Lots of High Expectations = Lots of Responsibility

Two services that I use on a regular basis have been hit with service interruptions this week. T-Mobile has had ongoing problems with Sidekick services, and I've been personally affected/afflicted with an inability to use my phone's browser. I called customer service about 24 hours after it started happening and was greeted with a pre-recorded general "We know it's happening" message. Fortunately for me, I sit in front of a PC for most of my waking hours, so I can put up with the lack of service, especially since the company is going to be providing me a credit for an entire month's worth of service.

Facebook, too, has had its problems this week. An unknown number of users have been unable to access their accounts and they're not pleased by it. Facebook has some 300 million users, and if even one percent of users are locked out, that's a lot of potential anger.

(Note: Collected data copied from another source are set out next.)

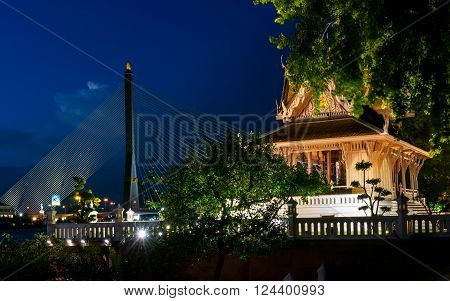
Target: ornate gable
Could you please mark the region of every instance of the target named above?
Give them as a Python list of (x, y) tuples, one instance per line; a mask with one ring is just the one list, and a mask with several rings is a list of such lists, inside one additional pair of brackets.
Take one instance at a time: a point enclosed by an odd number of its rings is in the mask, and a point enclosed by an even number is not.
[(319, 108), (315, 108), (311, 91), (300, 87), (298, 91), (294, 92), (288, 80), (285, 79), (281, 103), (277, 105), (277, 119), (290, 122), (303, 119), (353, 116), (349, 102), (343, 97), (333, 95), (334, 90), (334, 83), (328, 84), (327, 90), (320, 96)]

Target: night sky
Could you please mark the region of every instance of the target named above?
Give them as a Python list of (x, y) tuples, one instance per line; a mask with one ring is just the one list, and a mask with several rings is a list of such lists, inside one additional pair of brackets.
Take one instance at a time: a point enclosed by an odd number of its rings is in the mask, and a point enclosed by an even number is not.
[[(0, 194), (122, 84), (2, 2)], [(280, 27), (271, 6), (251, 0), (6, 2), (120, 73), (130, 60), (135, 81), (169, 103), (265, 115), (280, 97), (281, 52), (268, 41)], [(109, 181), (120, 181), (117, 175)], [(97, 186), (107, 189), (111, 182), (97, 180)]]

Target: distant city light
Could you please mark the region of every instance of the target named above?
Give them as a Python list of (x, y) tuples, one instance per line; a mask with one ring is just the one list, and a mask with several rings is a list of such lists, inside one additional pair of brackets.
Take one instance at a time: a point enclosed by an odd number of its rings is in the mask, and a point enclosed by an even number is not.
[(105, 239), (105, 245), (109, 246), (109, 240)]
[(35, 221), (37, 221), (37, 217), (36, 217), (36, 216), (33, 216), (33, 217), (31, 218), (31, 220), (32, 220), (33, 222), (35, 222)]
[(20, 213), (19, 213), (19, 216), (20, 216), (20, 217), (22, 217), (22, 216), (23, 216), (23, 213), (22, 213), (22, 212), (20, 212)]
[(137, 232), (137, 237), (139, 239), (144, 239), (147, 237), (147, 231), (145, 231), (144, 229), (141, 229)]
[(67, 243), (69, 246), (71, 246), (71, 245), (72, 245), (72, 240), (71, 240), (71, 239), (68, 239), (68, 240), (66, 240), (66, 243)]
[(159, 236), (162, 236), (162, 235), (163, 235), (163, 233), (162, 233), (162, 232), (158, 232), (158, 235), (159, 235)]
[(84, 239), (80, 240), (80, 242), (84, 245), (86, 241)]

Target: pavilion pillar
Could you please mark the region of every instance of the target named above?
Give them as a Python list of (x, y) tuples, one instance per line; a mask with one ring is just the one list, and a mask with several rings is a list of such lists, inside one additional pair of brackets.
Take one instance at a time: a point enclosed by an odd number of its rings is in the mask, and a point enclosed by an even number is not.
[(306, 160), (308, 161), (308, 174), (312, 173), (312, 153), (306, 153)]
[(410, 164), (409, 164), (409, 185), (411, 186), (411, 190), (412, 190), (412, 198), (415, 198), (415, 191), (416, 191), (416, 167), (417, 167), (417, 162), (416, 162), (416, 158), (413, 157), (412, 155), (410, 156)]
[(327, 151), (327, 180), (331, 183), (331, 151)]
[(403, 153), (403, 149), (400, 151), (401, 156), (401, 171), (402, 171), (402, 192), (406, 193), (406, 163), (405, 163), (405, 154)]

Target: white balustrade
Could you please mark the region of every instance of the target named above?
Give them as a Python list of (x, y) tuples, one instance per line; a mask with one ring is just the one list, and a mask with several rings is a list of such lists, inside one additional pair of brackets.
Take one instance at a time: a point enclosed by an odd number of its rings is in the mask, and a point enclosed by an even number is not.
[(57, 239), (71, 240), (120, 240), (124, 236), (133, 237), (138, 230), (145, 229), (150, 234), (158, 231), (158, 222), (101, 222), (101, 223), (56, 223), (47, 225), (47, 234)]
[[(397, 238), (396, 216), (296, 218), (299, 239)], [(450, 237), (450, 214), (407, 217), (407, 236)]]

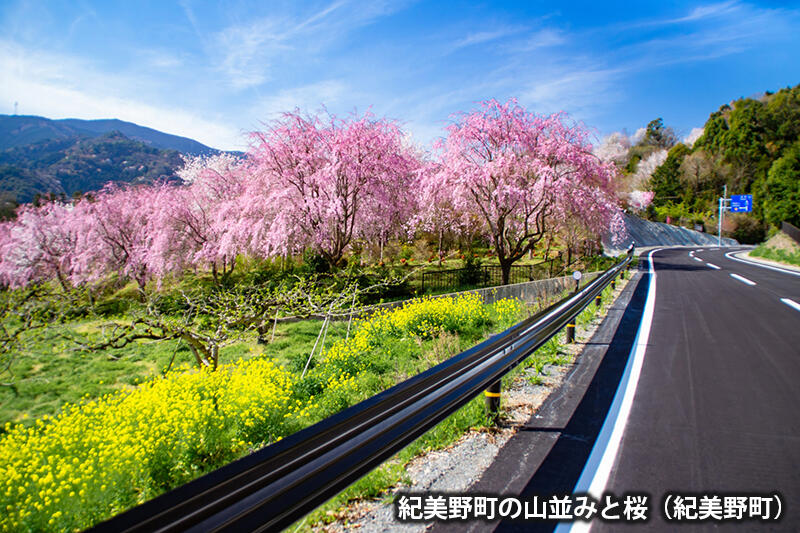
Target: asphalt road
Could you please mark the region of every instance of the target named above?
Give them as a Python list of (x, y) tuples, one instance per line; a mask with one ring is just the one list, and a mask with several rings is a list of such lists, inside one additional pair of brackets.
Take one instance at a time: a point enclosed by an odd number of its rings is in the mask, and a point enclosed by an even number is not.
[[(595, 518), (562, 522), (559, 532), (570, 526), (573, 533), (587, 526), (593, 532), (800, 531), (800, 276), (732, 260), (725, 255), (731, 250), (657, 251), (655, 277), (640, 262), (642, 272), (585, 344), (565, 383), (470, 492), (526, 501), (587, 490), (620, 499), (648, 495), (645, 523)], [(645, 342), (638, 335), (648, 321)], [(627, 418), (619, 414), (626, 411)], [(666, 522), (668, 493), (697, 498), (695, 513), (703, 495), (724, 502), (778, 493), (782, 520)], [(440, 522), (433, 531), (552, 531), (556, 525)]]
[(656, 531), (720, 526), (664, 522), (670, 491), (777, 492), (780, 522), (722, 528), (800, 531), (800, 309), (782, 301), (800, 304), (800, 276), (733, 261), (730, 249), (694, 250), (653, 255), (652, 328), (605, 490), (649, 494), (655, 508), (636, 530)]

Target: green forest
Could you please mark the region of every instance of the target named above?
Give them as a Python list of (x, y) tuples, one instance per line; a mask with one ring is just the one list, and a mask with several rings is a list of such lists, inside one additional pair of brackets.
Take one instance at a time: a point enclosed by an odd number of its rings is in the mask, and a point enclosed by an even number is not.
[(800, 85), (723, 105), (691, 147), (677, 142), (661, 119), (652, 121), (631, 147), (626, 173), (659, 149), (668, 153), (650, 178), (649, 219), (669, 217), (716, 233), (718, 198), (727, 185), (728, 196), (752, 194), (753, 211), (726, 215), (723, 234), (749, 244), (764, 240), (770, 226), (800, 225)]

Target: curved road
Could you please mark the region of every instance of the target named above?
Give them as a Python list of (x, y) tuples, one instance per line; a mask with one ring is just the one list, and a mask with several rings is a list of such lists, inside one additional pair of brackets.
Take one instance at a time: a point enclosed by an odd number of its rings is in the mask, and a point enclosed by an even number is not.
[[(800, 531), (800, 275), (732, 260), (730, 250), (652, 256), (650, 336), (605, 486), (651, 495), (651, 519), (637, 530), (718, 526), (664, 522), (662, 497), (677, 491), (778, 492), (779, 523), (730, 525)], [(620, 525), (595, 521), (592, 531)]]
[[(732, 250), (642, 254), (645, 272), (568, 379), (470, 489), (526, 501), (646, 493), (647, 522), (456, 521), (433, 530), (800, 531), (800, 274), (731, 259)], [(783, 518), (670, 523), (669, 492), (698, 507), (704, 494), (724, 502), (777, 492)]]

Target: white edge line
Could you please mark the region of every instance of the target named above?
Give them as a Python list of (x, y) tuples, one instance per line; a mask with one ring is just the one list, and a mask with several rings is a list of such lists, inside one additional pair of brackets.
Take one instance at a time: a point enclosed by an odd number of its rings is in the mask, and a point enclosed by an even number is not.
[(747, 283), (747, 284), (748, 284), (748, 285), (750, 285), (751, 287), (752, 287), (753, 285), (755, 285), (755, 284), (756, 284), (756, 282), (755, 282), (755, 281), (750, 281), (750, 280), (749, 280), (749, 279), (747, 279), (746, 277), (744, 277), (744, 276), (740, 276), (739, 274), (734, 274), (733, 272), (731, 272), (731, 277), (732, 277), (733, 279), (737, 279), (737, 280), (741, 281), (742, 283)]
[(699, 257), (692, 257), (692, 259), (694, 259), (695, 261), (700, 261), (701, 263), (703, 262), (703, 260), (700, 259)]
[(794, 307), (798, 311), (800, 311), (800, 304), (795, 302), (794, 300), (790, 300), (789, 298), (781, 298), (781, 301), (788, 305), (789, 307)]
[(770, 270), (775, 270), (777, 272), (783, 272), (784, 274), (791, 274), (792, 276), (800, 276), (800, 272), (795, 272), (794, 270), (787, 270), (785, 268), (780, 268), (772, 265), (765, 265), (763, 263), (758, 263), (756, 261), (748, 261), (747, 259), (742, 259), (741, 257), (733, 257), (732, 254), (734, 253), (738, 254), (739, 252), (738, 251), (728, 252), (727, 254), (725, 254), (725, 257), (727, 257), (728, 259), (732, 259), (733, 261), (739, 261), (740, 263), (746, 263), (748, 265), (753, 265), (761, 268), (768, 268)]
[(713, 268), (714, 270), (722, 270), (720, 267), (715, 265), (714, 263), (706, 263), (706, 266)]
[[(574, 493), (588, 492), (592, 497), (600, 499), (605, 491), (608, 478), (611, 475), (611, 468), (619, 452), (622, 443), (622, 434), (625, 432), (625, 425), (628, 422), (628, 415), (633, 405), (633, 397), (636, 394), (636, 386), (639, 384), (639, 375), (642, 372), (644, 353), (647, 350), (647, 341), (650, 337), (650, 326), (653, 324), (653, 311), (656, 305), (656, 272), (653, 268), (653, 254), (661, 248), (652, 250), (647, 256), (649, 263), (650, 285), (647, 289), (647, 300), (644, 304), (642, 321), (639, 323), (639, 331), (631, 347), (631, 354), (625, 371), (622, 374), (617, 392), (611, 408), (603, 422), (603, 427), (597, 435), (597, 440), (586, 460), (578, 482), (575, 484)], [(586, 532), (592, 527), (591, 522), (560, 522), (555, 531), (558, 533)]]

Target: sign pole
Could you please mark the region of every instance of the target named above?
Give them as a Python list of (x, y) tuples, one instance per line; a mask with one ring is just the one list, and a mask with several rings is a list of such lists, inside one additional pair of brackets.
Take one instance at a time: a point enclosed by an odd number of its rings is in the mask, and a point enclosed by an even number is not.
[(725, 200), (728, 196), (728, 186), (722, 189), (722, 198), (719, 199), (719, 227), (717, 228), (717, 246), (722, 247), (722, 217), (725, 214)]

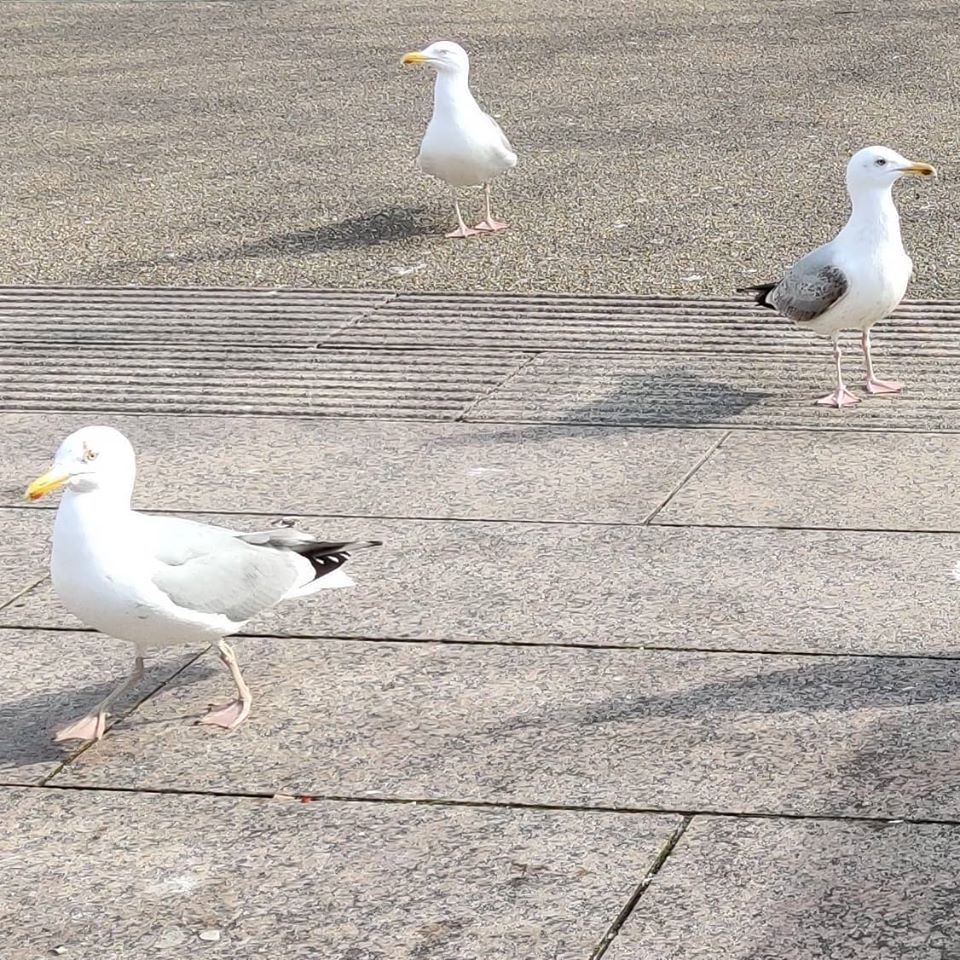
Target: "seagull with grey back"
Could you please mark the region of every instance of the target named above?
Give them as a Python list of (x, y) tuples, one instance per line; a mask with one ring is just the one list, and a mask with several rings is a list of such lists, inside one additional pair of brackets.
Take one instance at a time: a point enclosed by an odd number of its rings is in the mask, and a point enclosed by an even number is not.
[(60, 445), (53, 467), (27, 488), (37, 500), (65, 486), (53, 528), (50, 574), (63, 605), (87, 626), (130, 641), (134, 667), (57, 740), (99, 740), (110, 706), (143, 677), (150, 649), (215, 646), (237, 696), (202, 723), (239, 726), (253, 698), (224, 637), (281, 600), (349, 587), (341, 570), (350, 553), (378, 541), (330, 543), (277, 528), (242, 533), (130, 507), (133, 447), (112, 427), (85, 427)]
[[(403, 56), (405, 64), (426, 64), (436, 71), (433, 116), (420, 144), (417, 164), (424, 173), (443, 180), (453, 191), (457, 228), (447, 237), (464, 238), (503, 230), (490, 211), (490, 181), (517, 165), (517, 155), (500, 125), (470, 92), (470, 59), (458, 43), (442, 40)], [(474, 228), (460, 213), (458, 189), (483, 184), (486, 216)]]
[(833, 341), (837, 387), (817, 401), (832, 407), (859, 403), (843, 382), (841, 330), (860, 330), (868, 393), (899, 393), (903, 384), (880, 380), (870, 355), (870, 328), (907, 292), (913, 262), (903, 249), (893, 185), (905, 175), (932, 177), (928, 163), (915, 163), (888, 147), (865, 147), (847, 164), (853, 206), (846, 226), (822, 247), (798, 260), (777, 283), (741, 288), (756, 302)]

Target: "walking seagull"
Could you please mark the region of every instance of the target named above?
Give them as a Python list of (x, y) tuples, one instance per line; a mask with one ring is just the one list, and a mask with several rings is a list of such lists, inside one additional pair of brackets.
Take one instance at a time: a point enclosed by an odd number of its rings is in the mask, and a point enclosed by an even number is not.
[[(443, 40), (424, 50), (404, 54), (403, 63), (425, 63), (437, 73), (433, 116), (420, 144), (417, 164), (424, 173), (443, 180), (453, 191), (457, 228), (446, 234), (456, 239), (484, 231), (503, 230), (507, 224), (493, 219), (490, 181), (517, 165), (517, 155), (499, 124), (480, 109), (467, 79), (470, 60), (457, 43)], [(463, 222), (457, 190), (483, 184), (486, 216), (474, 228)]]
[(253, 698), (224, 637), (281, 600), (353, 586), (340, 569), (374, 540), (326, 543), (308, 533), (240, 533), (130, 509), (136, 460), (112, 427), (84, 427), (60, 445), (53, 467), (27, 487), (29, 500), (66, 486), (53, 527), (50, 574), (63, 605), (87, 626), (129, 640), (133, 670), (57, 740), (99, 740), (110, 706), (143, 677), (146, 651), (209, 643), (237, 696), (201, 723), (239, 726)]
[(778, 283), (741, 288), (756, 302), (801, 327), (833, 340), (837, 388), (817, 400), (831, 407), (859, 403), (843, 382), (841, 330), (860, 330), (868, 393), (899, 393), (903, 384), (880, 380), (870, 356), (870, 328), (903, 299), (913, 262), (900, 239), (893, 185), (903, 176), (932, 177), (928, 163), (915, 163), (888, 147), (864, 147), (847, 164), (847, 192), (853, 211), (846, 226), (822, 247), (798, 260)]

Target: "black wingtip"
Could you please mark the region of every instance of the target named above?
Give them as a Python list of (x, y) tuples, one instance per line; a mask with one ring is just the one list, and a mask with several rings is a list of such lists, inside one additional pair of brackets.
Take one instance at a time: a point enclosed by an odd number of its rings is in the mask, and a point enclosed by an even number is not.
[(776, 310), (777, 308), (772, 303), (767, 302), (767, 297), (778, 286), (777, 283), (758, 283), (755, 287), (737, 287), (737, 293), (752, 293), (755, 304), (766, 307), (768, 310)]

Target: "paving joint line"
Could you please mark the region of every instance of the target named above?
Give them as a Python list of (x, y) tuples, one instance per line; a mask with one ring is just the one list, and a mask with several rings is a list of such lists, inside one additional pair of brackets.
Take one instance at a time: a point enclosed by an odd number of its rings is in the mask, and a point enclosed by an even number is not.
[[(96, 634), (99, 631), (92, 627), (76, 626), (61, 627), (49, 624), (3, 623), (0, 620), (0, 630), (24, 633), (85, 633)], [(587, 641), (549, 641), (549, 640), (481, 640), (475, 638), (454, 637), (392, 637), (370, 636), (369, 634), (340, 634), (340, 633), (265, 633), (261, 631), (242, 631), (231, 634), (237, 640), (314, 640), (317, 643), (397, 643), (397, 644), (436, 644), (448, 647), (503, 647), (506, 649), (524, 649), (533, 647), (545, 650), (591, 650), (602, 653), (607, 650), (637, 653), (696, 653), (719, 657), (805, 657), (821, 660), (914, 660), (952, 663), (960, 661), (958, 653), (876, 653), (869, 651), (849, 650), (774, 650), (767, 647), (759, 649), (749, 647), (701, 647), (679, 646), (658, 643), (589, 643)], [(206, 653), (202, 651), (199, 656)], [(189, 666), (189, 664), (187, 664)], [(179, 671), (178, 671), (179, 673)], [(172, 679), (172, 677), (171, 677)], [(152, 694), (151, 694), (152, 695)]]
[[(672, 496), (669, 499), (672, 499)], [(666, 505), (668, 501), (664, 501)], [(662, 509), (662, 508), (658, 508)], [(30, 511), (44, 511), (46, 513), (55, 513), (57, 507), (54, 504), (36, 504), (29, 505), (25, 503), (0, 502), (0, 510), (18, 510), (24, 513)], [(224, 510), (217, 507), (196, 508), (196, 507), (168, 507), (156, 510), (140, 510), (140, 513), (147, 513), (155, 516), (173, 516), (176, 514), (187, 514), (189, 516), (209, 516), (216, 514), (223, 517), (295, 517), (299, 520), (386, 520), (389, 522), (409, 522), (409, 523), (497, 523), (497, 524), (515, 524), (540, 527), (670, 527), (678, 530), (760, 530), (773, 531), (784, 530), (794, 533), (890, 533), (896, 535), (916, 535), (926, 536), (933, 534), (935, 536), (953, 536), (960, 535), (960, 527), (956, 528), (921, 528), (921, 527), (855, 527), (855, 526), (829, 526), (814, 525), (806, 526), (791, 523), (712, 523), (709, 521), (686, 521), (686, 520), (654, 520), (648, 522), (643, 520), (538, 520), (529, 517), (441, 517), (426, 516), (421, 514), (386, 514), (386, 513), (305, 513), (291, 512), (282, 510), (264, 511), (264, 510)], [(6, 606), (6, 603), (0, 604), (0, 608)]]
[(714, 817), (722, 820), (790, 820), (812, 821), (818, 823), (862, 823), (879, 826), (940, 826), (960, 828), (960, 819), (951, 817), (910, 817), (880, 816), (851, 813), (795, 813), (768, 810), (725, 810), (705, 807), (702, 809), (679, 809), (675, 807), (655, 806), (613, 806), (608, 804), (576, 803), (534, 803), (531, 801), (510, 800), (469, 800), (453, 797), (391, 797), (379, 794), (363, 796), (351, 794), (324, 793), (282, 793), (268, 790), (216, 790), (200, 787), (170, 786), (117, 786), (88, 783), (19, 783), (0, 780), (0, 788), (26, 790), (57, 790), (91, 793), (147, 794), (150, 796), (181, 797), (229, 797), (251, 800), (274, 800), (277, 802), (298, 803), (356, 803), (376, 806), (377, 804), (407, 807), (464, 807), (477, 810), (531, 810), (546, 813), (613, 813), (624, 816), (659, 817)]
[[(27, 411), (29, 412), (29, 411)], [(348, 419), (348, 418), (344, 418)], [(374, 419), (374, 418), (363, 418)], [(413, 418), (416, 419), (416, 418)], [(818, 425), (818, 424), (786, 424), (786, 423), (690, 423), (689, 421), (633, 421), (611, 422), (609, 420), (503, 420), (485, 418), (471, 420), (470, 423), (498, 424), (500, 426), (523, 427), (589, 427), (592, 430), (689, 430), (691, 432), (709, 432), (711, 430), (728, 430), (731, 433), (812, 433), (836, 436), (851, 434), (853, 436), (869, 436), (874, 433), (903, 433), (918, 437), (956, 436), (960, 434), (960, 427), (940, 427), (936, 430), (929, 427), (895, 426), (893, 424), (861, 424), (858, 426), (846, 425)]]
[[(399, 296), (399, 294), (396, 293), (396, 292), (394, 292), (394, 293), (384, 293), (384, 294), (382, 294), (382, 296), (383, 296), (383, 299), (380, 300), (379, 303), (372, 303), (372, 304), (369, 304), (369, 305), (366, 306), (366, 307), (363, 307), (363, 308), (360, 310), (359, 313), (357, 313), (357, 314), (355, 314), (354, 316), (350, 317), (348, 320), (344, 321), (343, 324), (341, 324), (339, 327), (337, 327), (336, 330), (331, 330), (331, 331), (327, 334), (326, 337), (324, 337), (323, 339), (317, 341), (317, 343), (315, 343), (314, 346), (313, 346), (314, 351), (318, 351), (318, 350), (321, 350), (321, 349), (323, 349), (323, 350), (330, 350), (330, 349), (333, 349), (333, 350), (349, 349), (349, 347), (348, 347), (347, 345), (342, 345), (342, 346), (341, 346), (340, 344), (337, 344), (337, 343), (331, 343), (331, 342), (330, 342), (330, 338), (331, 338), (331, 337), (338, 337), (338, 336), (340, 336), (340, 334), (345, 333), (345, 332), (347, 332), (347, 331), (349, 331), (349, 330), (355, 330), (357, 327), (360, 326), (361, 323), (363, 323), (364, 320), (366, 320), (368, 317), (370, 317), (370, 316), (372, 316), (374, 313), (376, 313), (381, 307), (385, 307), (388, 303), (393, 303), (393, 302), (397, 299), (397, 297)], [(357, 348), (354, 347), (354, 349), (357, 349)], [(360, 349), (362, 349), (362, 347), (361, 347)]]
[(673, 500), (674, 497), (679, 494), (684, 487), (700, 472), (700, 469), (707, 463), (708, 460), (723, 446), (727, 437), (730, 436), (731, 431), (727, 430), (725, 433), (721, 434), (719, 439), (713, 443), (705, 454), (692, 466), (689, 470), (681, 477), (680, 482), (676, 487), (667, 494), (666, 500), (660, 503), (659, 506), (654, 507), (653, 512), (643, 521), (641, 526), (650, 526), (657, 516), (663, 511), (667, 505)]
[[(530, 353), (529, 356), (525, 356), (513, 370), (509, 371), (507, 375), (494, 386), (490, 387), (485, 394), (478, 395), (473, 398), (473, 400), (468, 403), (463, 410), (459, 413), (458, 416), (454, 418), (454, 423), (472, 423), (473, 421), (468, 421), (467, 417), (477, 408), (477, 406), (483, 403), (484, 400), (489, 400), (495, 393), (502, 390), (514, 377), (518, 376), (523, 370), (526, 370), (535, 360), (540, 357), (542, 351), (537, 351)], [(526, 353), (526, 351), (524, 351)], [(523, 354), (521, 354), (523, 356)]]
[[(48, 3), (51, 0), (34, 0), (37, 3)], [(92, 2), (92, 0), (91, 0)], [(99, 2), (99, 0), (96, 0)], [(104, 0), (107, 2), (107, 0)], [(132, 0), (131, 0), (132, 2)], [(169, 2), (183, 2), (183, 0), (169, 0)], [(2, 302), (0, 302), (0, 309), (2, 309)], [(735, 433), (810, 433), (815, 435), (826, 435), (830, 437), (839, 436), (842, 434), (849, 434), (850, 436), (864, 437), (870, 436), (876, 433), (896, 433), (896, 434), (908, 434), (910, 436), (917, 437), (943, 437), (949, 436), (954, 437), (960, 434), (960, 427), (940, 427), (938, 429), (924, 428), (924, 427), (915, 427), (915, 426), (895, 426), (892, 424), (862, 424), (858, 426), (852, 425), (843, 425), (843, 426), (829, 426), (829, 425), (816, 425), (816, 424), (778, 424), (778, 423), (762, 423), (762, 424), (751, 424), (751, 423), (690, 423), (690, 422), (631, 422), (626, 421), (623, 423), (611, 423), (610, 421), (593, 421), (593, 420), (525, 420), (522, 418), (514, 419), (502, 419), (502, 418), (484, 418), (482, 420), (448, 420), (442, 417), (428, 417), (428, 416), (370, 416), (363, 414), (344, 414), (344, 413), (275, 413), (269, 411), (256, 411), (253, 413), (244, 412), (244, 411), (226, 411), (226, 412), (213, 412), (210, 411), (197, 411), (196, 409), (190, 410), (177, 410), (177, 411), (157, 411), (157, 410), (128, 410), (123, 408), (114, 409), (113, 407), (75, 407), (70, 409), (63, 409), (60, 407), (51, 407), (46, 406), (43, 410), (36, 410), (32, 408), (24, 408), (22, 406), (3, 406), (0, 405), (0, 416), (12, 416), (12, 415), (21, 415), (21, 416), (40, 416), (44, 417), (50, 415), (58, 416), (98, 416), (103, 414), (110, 414), (111, 416), (118, 417), (161, 417), (161, 418), (177, 418), (177, 419), (192, 419), (192, 418), (205, 418), (210, 420), (219, 420), (223, 418), (234, 418), (238, 420), (298, 420), (304, 422), (316, 422), (316, 423), (328, 423), (331, 420), (333, 421), (342, 421), (343, 423), (356, 423), (357, 421), (362, 421), (364, 423), (384, 423), (384, 424), (395, 424), (395, 423), (421, 423), (421, 424), (450, 424), (450, 423), (468, 423), (475, 426), (484, 426), (484, 425), (497, 425), (497, 426), (516, 426), (516, 427), (576, 427), (577, 429), (590, 429), (596, 431), (625, 431), (625, 430), (647, 430), (647, 431), (661, 431), (661, 430), (679, 430), (679, 431), (689, 431), (693, 432), (710, 432), (710, 431), (726, 431), (731, 434)]]
[(38, 580), (35, 580), (33, 583), (24, 587), (22, 590), (18, 590), (12, 597), (10, 597), (7, 600), (4, 600), (3, 603), (0, 603), (0, 610), (3, 610), (5, 607), (9, 607), (11, 603), (16, 603), (16, 601), (19, 600), (21, 597), (25, 597), (31, 590), (34, 590), (37, 587), (39, 587), (40, 584), (43, 583), (43, 581), (46, 580), (48, 576), (49, 574), (46, 574), (46, 573), (41, 574)]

People put so much of their lives--their contact information, their primary communication mechanism--into Facebook that when it's suddenly unavailable for an indefinite amount of time for an unknown (or at least uncommunicated-to-users) reason, frustration is natural. And, unlike T-Mobile, Facebook cannot simply refund user fees because (obviously) it's already free.

Facebook is, at some level, a victim of its own success and its users' high expectations. If it hopes to maintain its dominant position in the social networking universe, it needs to have plans in place to avoid emotionally isolating its users when technical snags arise.